Mexican-spiced Beef, Tomato and Chickpea Taco Salad Bowls

Garnished with Fresh Cilantro, Cucumber, Lettuce, Corn, Red Peppers and Sour Cream

  • 20 min
Customer Favourite
Spicy
Beef
Gluten
You'll love the combination of perfectly spiced ground beef, sweet corn and crunchy, fresh toppings served in an imaginative edible bowl.
Taco beef salad bowl

Ingredients

1/2
Beef Broth Cube(s)
199 ml
Chickpeas
4 g
Coriander
199 ml
Corn Niblets
199 ml
Diced Tomatoes
1
Garlic Clove(s)
4 leave(s)
Green Leaf Lettuce
300 g
Ground Beef
1/2
Lemon(s)
2 tsp
Mexican Zapata
1
Mini Cucumber(s)
1/2
Red Bell Pepper(s)
43 ml
Sour Cream
2
Tortilla(s)
1
Yellow Onion(s)
Nutritional facts
Serving per portion
Amount / Serving
Calories
855 kcal
Total fat
36 g
Saturated Fat
14 g
Sodium
1 g
Total Carbohydrate
80 g
Fiber
9 g
Sugar
12 g
Proteins
52 g

Instructions

Cook the meat
1

Prepare the meat

Preheat the oven to 400 F

Finely chop the onion and garlic. Drain and rinse the corn.

In an oiled skillet, fry the onion and garlic over medium heat until translucent, about 3 minutes, stirring occasionally. Add the ground beef and brown, stirring until the meat loses its pink colour, about 5 min.

Make the salad
2

Make the salad

Cut the cucumber and the pepper into thin slices. Chop the cilantro. Put in a bowl and pour in 1 tbsp of olive oil (2 tbsp for 4p), salt and pepper to taste.

Juice the lemon and squeeze in the juice. Set aside.

Add the broth
3

Continue cooking

Add the tomatoes and their juices to the pan with the meat and add spice mix and corn.

Cook 2 more minutes.

Prepare the tortilla bowl
4

Prepare tortilla bowls

Place each tortilla in an oven-safe bowl and bake for 10 min. The tortillas will take the form of the bowls.

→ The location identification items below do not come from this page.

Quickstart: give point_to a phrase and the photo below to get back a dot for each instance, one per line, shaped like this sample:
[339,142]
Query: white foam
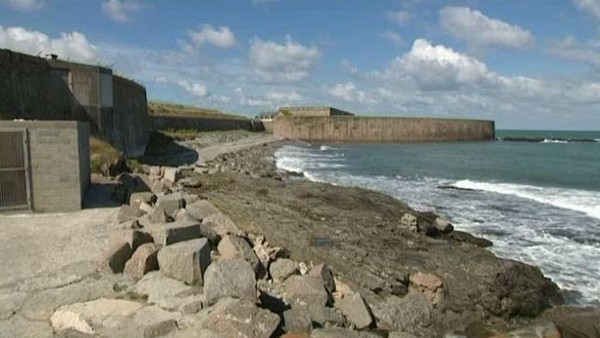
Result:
[587,202]
[549,140]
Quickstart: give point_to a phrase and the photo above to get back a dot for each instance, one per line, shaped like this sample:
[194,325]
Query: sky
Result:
[525,64]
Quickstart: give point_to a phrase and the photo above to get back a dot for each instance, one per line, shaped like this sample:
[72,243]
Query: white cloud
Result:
[349,92]
[570,48]
[395,38]
[69,46]
[290,61]
[400,18]
[24,4]
[196,89]
[222,37]
[479,30]
[589,6]
[120,10]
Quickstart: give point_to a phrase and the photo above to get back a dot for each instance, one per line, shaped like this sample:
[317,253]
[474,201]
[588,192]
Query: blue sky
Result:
[525,64]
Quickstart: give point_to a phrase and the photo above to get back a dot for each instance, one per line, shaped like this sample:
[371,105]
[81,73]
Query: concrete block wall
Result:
[58,162]
[205,124]
[382,129]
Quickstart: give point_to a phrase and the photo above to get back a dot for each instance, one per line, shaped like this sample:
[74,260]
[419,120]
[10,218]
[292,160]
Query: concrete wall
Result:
[59,163]
[205,124]
[131,122]
[382,129]
[312,111]
[36,88]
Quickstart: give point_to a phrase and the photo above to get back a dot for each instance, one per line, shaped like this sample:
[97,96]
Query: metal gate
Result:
[14,170]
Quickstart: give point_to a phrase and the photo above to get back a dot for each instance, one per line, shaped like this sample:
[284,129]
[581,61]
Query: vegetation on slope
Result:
[159,108]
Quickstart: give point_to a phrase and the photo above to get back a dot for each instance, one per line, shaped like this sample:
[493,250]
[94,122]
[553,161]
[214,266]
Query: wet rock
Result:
[297,319]
[241,318]
[356,310]
[306,289]
[323,272]
[229,278]
[144,260]
[282,269]
[185,261]
[234,247]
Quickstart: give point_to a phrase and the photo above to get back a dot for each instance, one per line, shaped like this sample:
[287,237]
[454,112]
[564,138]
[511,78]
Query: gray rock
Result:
[334,332]
[143,260]
[158,215]
[325,316]
[136,199]
[163,291]
[171,203]
[241,318]
[229,278]
[306,289]
[323,272]
[353,306]
[171,174]
[174,232]
[116,255]
[185,261]
[234,247]
[282,269]
[128,213]
[443,225]
[297,320]
[201,209]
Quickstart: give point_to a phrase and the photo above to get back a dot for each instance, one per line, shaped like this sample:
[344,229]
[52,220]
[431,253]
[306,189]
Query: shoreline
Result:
[292,214]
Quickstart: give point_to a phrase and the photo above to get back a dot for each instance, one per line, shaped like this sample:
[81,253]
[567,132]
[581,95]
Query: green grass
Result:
[159,108]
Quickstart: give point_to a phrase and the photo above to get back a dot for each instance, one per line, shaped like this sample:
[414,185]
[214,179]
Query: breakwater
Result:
[382,129]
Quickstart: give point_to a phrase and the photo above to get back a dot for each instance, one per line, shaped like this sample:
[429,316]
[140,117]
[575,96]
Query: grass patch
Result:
[160,108]
[102,152]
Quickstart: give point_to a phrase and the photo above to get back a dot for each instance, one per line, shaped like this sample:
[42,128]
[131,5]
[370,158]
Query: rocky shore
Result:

Rinse and drain the chickpeas.

Add chickpeas
5

Finish and serve

Add the broth cube and 1/2 cup of water (1 cup for 4p) to the pan. Pour in the chickpeas. Salt and pepper. Cover and simmer 2 min and remove from heat.

Divide the lettuce leaves in the tortilla bowls, top with the meat mixture. Arrange cucumber salad and a spoon a dollop of sour cream on top.